В наступившем рассвете они пытаются оценить свое положение. Они потерпели крушение в центре пустыни между Египтом и Ливией с площадью в тысячи квадратных километров. А из провизии у них – полулитровый термос с кофе, четверть литра белого вина и один апельсин. Чтобы их нашли, понадобятся дни или недели, либо их не найдут никогда. Они обследуют окрестности: песок и камни. И солнце, которое, поднявшись на небосклоне чуть выше, раскалит все вокруг. Ошеломленные, возвращаются к самолету и выпивают все скудные запасы жидкости, что у них были. И ложатся в тени самолета, ожидая наступления ночи.

А утром, отправляясь в путь, смазкой пишут на боку самолета то направление, куда намерены отправиться: на северо-запад. Прево еще оставляет прощальную записку жене: просит прощения, что так часто уезжал. Тони не хочет, чтобы механик видел его письмо, и заходит за самолет, чтобы написать последние слова Консуэло.

«Я любил тебя, насколько мог…»

И пускаются прочь. По пустыне идешь небыстро. Ноги тонут в песке, сила духа тает. За одной дюной – другая, потом еще одна, а за ней – еще сто тысяч. Тело высыхает. Человек, как никогда, начинает скучать по собственной слюне. Язык распухает, кажется, что он больше не помещается во рту. Губы трескаются, а глаза забиваются мертвыми мотыльками.

В Париже вечерние газеты сообщают об исчезновении летчика Антуана де Сент-Экзюпери и механика Жана Прево. Консуэло – в доме одного своего друга-художника, который просил ее позировать. Новость приходит по телефону, и она бросается к дверям.
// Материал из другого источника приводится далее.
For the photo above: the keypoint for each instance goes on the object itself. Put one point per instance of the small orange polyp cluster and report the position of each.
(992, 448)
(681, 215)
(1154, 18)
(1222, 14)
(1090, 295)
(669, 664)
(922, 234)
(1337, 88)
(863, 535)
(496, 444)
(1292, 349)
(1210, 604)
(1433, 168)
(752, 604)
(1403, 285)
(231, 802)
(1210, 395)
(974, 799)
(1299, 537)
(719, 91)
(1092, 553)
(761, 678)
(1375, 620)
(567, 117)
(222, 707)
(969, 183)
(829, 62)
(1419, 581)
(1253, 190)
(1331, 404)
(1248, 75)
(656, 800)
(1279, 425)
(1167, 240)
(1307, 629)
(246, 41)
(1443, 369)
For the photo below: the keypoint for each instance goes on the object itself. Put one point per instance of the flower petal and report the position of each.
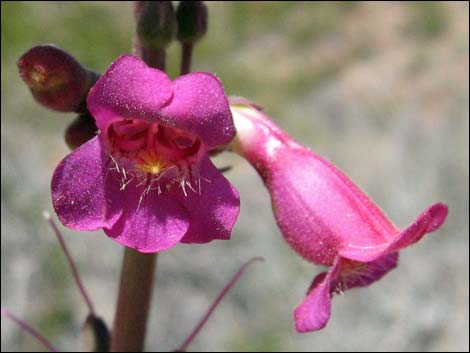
(199, 105)
(151, 224)
(427, 222)
(80, 195)
(214, 211)
(315, 310)
(129, 89)
(319, 209)
(361, 274)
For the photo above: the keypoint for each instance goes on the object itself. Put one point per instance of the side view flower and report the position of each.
(323, 215)
(146, 179)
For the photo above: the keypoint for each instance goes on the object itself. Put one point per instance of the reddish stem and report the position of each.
(216, 302)
(27, 328)
(135, 294)
(71, 263)
(186, 56)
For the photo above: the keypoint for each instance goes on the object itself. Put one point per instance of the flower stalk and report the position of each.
(135, 294)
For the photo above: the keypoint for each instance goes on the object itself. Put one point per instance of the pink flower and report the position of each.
(323, 215)
(146, 179)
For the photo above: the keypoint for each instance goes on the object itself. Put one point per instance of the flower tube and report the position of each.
(146, 179)
(323, 215)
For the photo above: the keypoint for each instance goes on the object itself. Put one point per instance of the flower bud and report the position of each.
(95, 336)
(56, 79)
(82, 129)
(156, 24)
(192, 21)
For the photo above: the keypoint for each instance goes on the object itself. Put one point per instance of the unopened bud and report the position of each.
(82, 129)
(192, 21)
(55, 78)
(95, 335)
(156, 23)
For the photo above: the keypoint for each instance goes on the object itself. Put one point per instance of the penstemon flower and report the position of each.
(323, 215)
(146, 179)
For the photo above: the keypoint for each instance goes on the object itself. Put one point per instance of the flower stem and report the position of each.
(135, 294)
(71, 263)
(29, 329)
(154, 57)
(184, 346)
(186, 55)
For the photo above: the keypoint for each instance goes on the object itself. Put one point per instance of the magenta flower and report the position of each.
(323, 215)
(146, 179)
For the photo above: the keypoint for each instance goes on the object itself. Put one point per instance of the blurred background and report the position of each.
(380, 89)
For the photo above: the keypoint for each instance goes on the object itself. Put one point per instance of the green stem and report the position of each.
(135, 294)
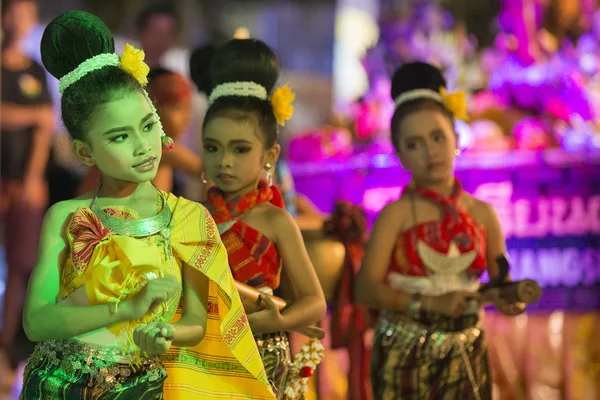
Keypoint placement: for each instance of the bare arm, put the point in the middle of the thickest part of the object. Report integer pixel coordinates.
(16, 116)
(309, 305)
(183, 159)
(190, 329)
(43, 319)
(371, 290)
(495, 247)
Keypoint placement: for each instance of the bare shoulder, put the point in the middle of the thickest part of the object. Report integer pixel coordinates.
(279, 217)
(482, 211)
(63, 208)
(394, 214)
(58, 216)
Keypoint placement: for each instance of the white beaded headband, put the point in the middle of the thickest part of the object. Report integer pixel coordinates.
(241, 89)
(418, 94)
(91, 64)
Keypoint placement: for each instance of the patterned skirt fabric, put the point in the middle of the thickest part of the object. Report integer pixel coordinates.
(432, 358)
(69, 369)
(275, 353)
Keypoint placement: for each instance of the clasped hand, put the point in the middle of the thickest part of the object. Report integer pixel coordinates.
(268, 320)
(154, 338)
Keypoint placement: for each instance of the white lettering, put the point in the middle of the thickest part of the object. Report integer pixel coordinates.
(554, 267)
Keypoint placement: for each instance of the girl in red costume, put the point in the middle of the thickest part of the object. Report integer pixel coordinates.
(240, 147)
(426, 253)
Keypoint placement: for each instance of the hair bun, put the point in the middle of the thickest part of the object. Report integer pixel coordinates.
(71, 38)
(244, 60)
(416, 75)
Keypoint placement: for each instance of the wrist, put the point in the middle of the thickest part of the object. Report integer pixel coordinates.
(122, 311)
(428, 303)
(415, 304)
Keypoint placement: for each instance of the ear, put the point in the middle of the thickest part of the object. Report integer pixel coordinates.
(82, 151)
(272, 154)
(397, 153)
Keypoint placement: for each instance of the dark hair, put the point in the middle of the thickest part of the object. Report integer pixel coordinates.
(412, 76)
(141, 21)
(199, 67)
(7, 3)
(245, 60)
(68, 40)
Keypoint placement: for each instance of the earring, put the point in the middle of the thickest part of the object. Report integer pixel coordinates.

Он вынужден кричать ей вслед, что убегает она голой. В отель приезжает бледная как смерть, а в холле ее уже ждут несколько друзей, которые нервно расхаживают из угла в угол. Никаких известий нет, ничего нет. Только то, что он должен был приземлиться в Каире, но не приземлился.

Консуэло подходит к одному из кресел в холле и падает в него, теряя сознание. Друзья несут ее в номер, который превращается в зал ожидания: все ждут звонка по телефону. Они в Париже даже и помыслить не могут, что в трех тысячах километров оттуда Тони и Прево гоняются по пустыне за миражами.

Тони видится целый водопад звонко струящейся воды, и у него светлеет лицо. Но когда делает в его направлении несколько шагов, водопад в знойном мареве растворяется.

Когда солнце уже клонится к закату, Прево объявляет, что видит впереди, в паре километров, озеро.

– Нет там озера, – говорит ему Тони.

Механик злится. Почему Тони его не видит? Принимаются спорить, но недолго. Сил уже почти нет. Тони пожимает плечами и дает ему фонарик. Товарищ уходит на поиски своего озера. Проходит больше часа, уже спустилась ночь, а тот все не возвращается. Тони беспокоится, первые нити ночи заставляют его дрожать – то ли от холода, то ли от страха. Он пристально смотрит на ту точку на горизонте, куда ушел Прево, но там только темнота, с каждой минутой все гуще, все непрогляднее. Его бьет уже крупная дрожь, когда он различает несколько конусов света от фонарей, они движутся примерно в полукилометре от него.

Партия спасателей, Прево ведет их сюда!

Он размахивает во мгле руками.

– Сюда, сюда!

И сам изумляется тому, как хрипит его голос. Встает и из последних сил идет навстречу огонькам.

– Сент-Экс!

– Прево! Мы спасены!

Их языки как мочалки, и слова звучат как-то нечетко. Наконец он добирается до фонаря и рук своего механика.